Rhymes, Guez Follow Same Path to Toledo

Despite coming from the same high school and college along with the rare coincidence of being drafted by the same professional organization, second baseman Will Rhymes and outfielder Ben Guez became teammates for the first time this season.

"When he got drafted by Detroit, it was just funny," Will Rhymes said. "I don't know what the chances are of both of us going through the exact same process. When he got called up here, it was just awesome to finally be able to play with him."

Both players attended Lamar High School in Houston, Texas and William & Mary College, but Rhymes, 27, and Ben Guez, 23, were always one year off from being on a team together.

"It's definitely a rarity to see two guys that go to the same high school, the same college and the same organization," Guez said. "It's pretty neat that we're a part of that."

"He's a great kid," Rhymes said. "I'm trying my best to help him out, learning how to be a professional and how to play at this level. He's doing a great job. It's just been a lot of fun to get to know him better and play on the same field."

Guez was drafted in the 19th round of the 2008 draft. He spent 2008 with Class-A Oneonta, 2009 with West Michigan and began this season with Lakeland. He was thrown into action in Triple-A early due to a depleted outfield from multiple injuries and the call-up of outfielder Brennan Boesch.

"He's held his own very well for a guy that only played in West Michigan last year," Toledo manager Larry Parrish said. "We had some injuries and didn't think it was going to be very long. He was called up because he can play the outfield, just to be here short term. We've had some other injuries and now he's gotten a lot of at-bats and gotten to play a lot. For a kid that hasn't played anywhere near this level, he's held his own very well."

Despite going 0-for-7 the last two games, Guez is still 13 of 50 for Toledo with five runs scored, three RBI and a home run in 18 games.

"I just came up here and tried to do my own thing, the same thing I do every day," Guez said. "Hopefully it all works out. It's great. You take it day by day, try not to focus on the results and see what happens."

His numbers have improved since being called up. In nine games with Lakeland this season, Guez was off to a slow start, hitting just 4-for-27 with two runs and two RBI.

"I need to be consistent everyday and bring the same plan everyday to the ballpark," Guez said. "If I keep my approach simple, hopefully good things will happen."

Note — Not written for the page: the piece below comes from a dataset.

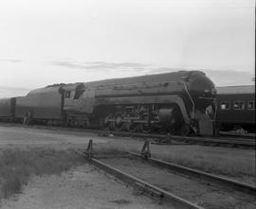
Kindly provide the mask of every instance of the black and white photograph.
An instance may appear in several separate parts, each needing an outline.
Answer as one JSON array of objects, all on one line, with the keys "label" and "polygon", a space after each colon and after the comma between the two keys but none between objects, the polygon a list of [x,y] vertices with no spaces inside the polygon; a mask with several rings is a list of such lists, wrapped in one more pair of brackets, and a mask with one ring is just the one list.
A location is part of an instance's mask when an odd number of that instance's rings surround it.
[{"label": "black and white photograph", "polygon": [[254,0],[0,0],[0,209],[256,208]]}]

"I've followed his career a little bit," Rhymes said. "When I was in school, one of my coaches told me about him. I played some role in getting him to come to William & Mary. They were recruiting him anyway, but he came up and stayed with me. I thought it was a good choice for him. I followed his career when he was there. He had a nice career."

During his final collegiate season in 2008, Guez started all 57 games, hitting 90 of 231 with 13 home runs, 75 runs scored, 51 RBI and 15 stolen bases.

Rhymes, drafted in the 27th round of the 2005 draft, also excelled in his final season at William & Mary, hitting 92-for-223 to lead the team with a .413 average. He started all 53 games, scoring 58 runs with 47 RBI, 22 stolen bases and six home runs.

He has seen a solid increase in average so far this season, hitting .299 after recording a .260 average in 109 games last year in his first full season with Toledo.

"I made a couple adjustments swing wise in the off-season, but it's mainly approach and trying to stay within myself and play my game," Rhymes said. "I have to be consistent with how I'm approaching my at-bats."

Rhymes leads the team with 46 hits so far this season in 38 games. He also has scored 22 runs with 11 RBI, nine stolen bases and a .363 on-base percentage.

"You have to get on base to steal bases," Rhymes said. "Last year, I didn't steal that many bases because I just wasn't on base very much. I feel like that's a way I can help the team. Getting on base is my job."

"He's stayed within himself and tried to hit line drives," Parrish said. "When he started here last year, he was thinking too much about the long ball. He just made a lot of fly-ball outs. In the middle of the year last year, he made the adjustment and realized he had to play his type of game: more bunting and line drives. He's been doing a good job for us all year."

Despite his recent success, Rhymes knows there is always plenty of room for improvement.

"I have a lot of things I need to work on like my approach and being consistent," Rhymes said. "I started out really well and was really happy with the quality of at-bats and the consistency. I hit a rough patch when we were on the road last time. I don't feel like I'm having the same number of quality at-bats that I was earlier in the year. I need to get back to my routine and being consistent."

In seven games during Toledo's last stretch on the road, Rhymes hit just 4-for-31 with four runs and two RBI. He turned his game around back at Fifth Third Field, going 7-for-18 with six runs scored in the first five games of the team's current winning streak.

While his continued success likely means retirement is far away, Rhymes plans to delve deeper into his hobby of playing golf when the day comes to hang up the cleats.

"I haven't played too much recently," Rhymes said. "When I'm playing, I'm normally a low 80's guy, but right now I'd probably go out and fire a high 80's round. I'm pretty inconsistent. I've never got to work on it as much as I'd like to. Someday I think I'll be a decent golfer."